The Giants’ offensive injuries are a problem for the coaches, but an opportunity for young players

NFL: Detroit Lions at New York Giants Robert Deutsch-USA TODAY Sports

Two months ago the New York Giants knew they were in for a tough game this Sunday when the travel to take on the Denver Broncos. The Broncos boast one of the best pass defenses in the NFL to go with a vicious pass rush. That was before this past Sunday’s devastating game against the Los Angeles Chargers.

While the focus of the media’s reporting on the Giants has shifted to the drama surrounding Dominique Rodgers-Cromartie, the fact remains that the Giants will be without 80 percent of their opening day wide receivers when they take the field against the Broncos. That number, seems like an understatement considering one of the receivers lost for the season is Odell Beckham Jr.

Now offensive coordinator Mike Sullivan has had to deal with the reality of having to game plan for the Bronco’s defense with a completely different receiving corps from a week ago.

“Well, certainly a big loss for us and wish him [Odell Beckham Jr.] well and Brandon (Marshall) well in their recovery,” Sullivan said. “We have some young guys that have to step up, you know, guys who have had a chance to be involved in training camp and preseason and they’ll get their opportunities and we have an offense, we have a system and we just try to find the best way to give those guys a chance to be successful and play to their strengths.”
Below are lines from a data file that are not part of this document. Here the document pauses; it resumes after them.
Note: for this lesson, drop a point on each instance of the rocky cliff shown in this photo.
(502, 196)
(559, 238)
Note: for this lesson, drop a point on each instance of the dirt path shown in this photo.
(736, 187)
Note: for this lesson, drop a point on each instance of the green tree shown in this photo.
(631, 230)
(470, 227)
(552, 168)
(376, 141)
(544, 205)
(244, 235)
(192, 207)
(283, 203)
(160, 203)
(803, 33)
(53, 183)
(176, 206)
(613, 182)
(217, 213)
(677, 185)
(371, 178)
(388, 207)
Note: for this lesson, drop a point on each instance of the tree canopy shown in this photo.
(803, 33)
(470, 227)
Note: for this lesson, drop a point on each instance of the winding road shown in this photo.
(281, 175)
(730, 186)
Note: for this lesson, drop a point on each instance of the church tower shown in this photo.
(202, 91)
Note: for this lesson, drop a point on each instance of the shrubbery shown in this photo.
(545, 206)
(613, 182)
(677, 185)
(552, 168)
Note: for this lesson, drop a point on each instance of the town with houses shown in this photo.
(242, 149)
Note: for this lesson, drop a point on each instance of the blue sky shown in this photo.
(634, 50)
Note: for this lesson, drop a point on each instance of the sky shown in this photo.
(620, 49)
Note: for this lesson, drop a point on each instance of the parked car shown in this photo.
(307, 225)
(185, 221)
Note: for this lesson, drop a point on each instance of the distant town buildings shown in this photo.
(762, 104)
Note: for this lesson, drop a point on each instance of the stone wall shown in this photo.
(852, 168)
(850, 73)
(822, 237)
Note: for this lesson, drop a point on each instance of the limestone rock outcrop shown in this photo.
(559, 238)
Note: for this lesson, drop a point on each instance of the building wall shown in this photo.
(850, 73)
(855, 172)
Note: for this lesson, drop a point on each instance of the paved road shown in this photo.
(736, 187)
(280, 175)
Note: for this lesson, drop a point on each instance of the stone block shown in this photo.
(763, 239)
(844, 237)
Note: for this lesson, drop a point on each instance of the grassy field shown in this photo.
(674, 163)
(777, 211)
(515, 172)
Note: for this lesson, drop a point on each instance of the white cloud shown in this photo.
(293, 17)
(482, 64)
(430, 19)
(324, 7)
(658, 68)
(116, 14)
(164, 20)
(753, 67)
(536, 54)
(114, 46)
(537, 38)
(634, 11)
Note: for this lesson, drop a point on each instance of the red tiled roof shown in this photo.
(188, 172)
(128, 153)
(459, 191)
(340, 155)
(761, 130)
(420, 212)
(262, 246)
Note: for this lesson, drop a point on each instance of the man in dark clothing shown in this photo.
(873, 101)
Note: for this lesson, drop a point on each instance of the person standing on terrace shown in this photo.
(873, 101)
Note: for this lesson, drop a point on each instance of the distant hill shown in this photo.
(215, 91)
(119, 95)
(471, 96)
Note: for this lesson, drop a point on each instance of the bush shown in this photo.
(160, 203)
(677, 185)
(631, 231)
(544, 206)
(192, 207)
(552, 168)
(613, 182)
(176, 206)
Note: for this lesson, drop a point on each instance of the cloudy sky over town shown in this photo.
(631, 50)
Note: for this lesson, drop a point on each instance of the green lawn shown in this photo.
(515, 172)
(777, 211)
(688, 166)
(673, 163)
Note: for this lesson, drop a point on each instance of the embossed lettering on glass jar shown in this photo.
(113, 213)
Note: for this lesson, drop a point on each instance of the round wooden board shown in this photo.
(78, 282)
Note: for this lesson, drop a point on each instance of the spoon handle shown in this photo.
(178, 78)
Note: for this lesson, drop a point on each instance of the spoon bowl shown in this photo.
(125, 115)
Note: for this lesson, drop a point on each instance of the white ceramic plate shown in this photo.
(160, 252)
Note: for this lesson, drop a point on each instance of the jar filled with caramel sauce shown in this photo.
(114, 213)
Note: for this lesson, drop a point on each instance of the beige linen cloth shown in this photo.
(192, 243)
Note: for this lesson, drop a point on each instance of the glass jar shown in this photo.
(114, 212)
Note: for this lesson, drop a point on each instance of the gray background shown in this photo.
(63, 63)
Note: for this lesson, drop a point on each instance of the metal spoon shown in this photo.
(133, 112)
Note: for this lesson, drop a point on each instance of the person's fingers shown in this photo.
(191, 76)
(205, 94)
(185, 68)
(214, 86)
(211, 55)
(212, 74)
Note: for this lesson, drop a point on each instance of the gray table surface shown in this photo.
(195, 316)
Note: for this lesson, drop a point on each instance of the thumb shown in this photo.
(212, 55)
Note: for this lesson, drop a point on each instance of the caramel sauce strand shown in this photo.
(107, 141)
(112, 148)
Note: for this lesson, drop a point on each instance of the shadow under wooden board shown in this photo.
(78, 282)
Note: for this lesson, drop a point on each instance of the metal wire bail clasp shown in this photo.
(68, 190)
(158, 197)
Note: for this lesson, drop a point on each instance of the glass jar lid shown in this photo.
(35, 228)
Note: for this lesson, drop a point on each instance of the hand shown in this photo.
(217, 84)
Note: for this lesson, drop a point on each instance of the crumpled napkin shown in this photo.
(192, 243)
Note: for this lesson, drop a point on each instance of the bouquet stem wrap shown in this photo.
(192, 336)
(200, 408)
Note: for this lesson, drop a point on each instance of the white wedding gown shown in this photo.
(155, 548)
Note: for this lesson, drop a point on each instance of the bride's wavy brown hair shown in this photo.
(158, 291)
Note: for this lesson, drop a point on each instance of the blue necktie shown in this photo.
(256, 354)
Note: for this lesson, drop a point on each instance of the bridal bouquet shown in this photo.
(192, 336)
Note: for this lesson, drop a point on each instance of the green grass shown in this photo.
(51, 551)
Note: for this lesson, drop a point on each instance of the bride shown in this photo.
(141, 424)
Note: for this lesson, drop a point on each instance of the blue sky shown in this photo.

In the wake of all the injuries, Roger Lewis Jr. is now the Giants’ new “number one” receiver.

Over the winter I had the opportunity to briefly sit down with him. He told me that his main focus for the offseason was to work on his special teams play. That work paid off and punched his ticket to the final roster, and is even more important now that Dwayne Harris is lost for the season. But he also told me that he wanted to work on becoming more of a play-maker and to get in the endzone more. With so many receiving weapons out, he will have the opportunity.

“Yeah. That’s something else,” Sullivan said of Lewis. “He goes from being the fourth or fifth guy, young guy. Now he is the elder statesman. He’s a versatile player. He’s a guy that has made plays for us. Had a heck of a play the other day. He’s smart and, of course, the versatility is something that we’ll be relying upon to be able to move him around and help the other guys as well.”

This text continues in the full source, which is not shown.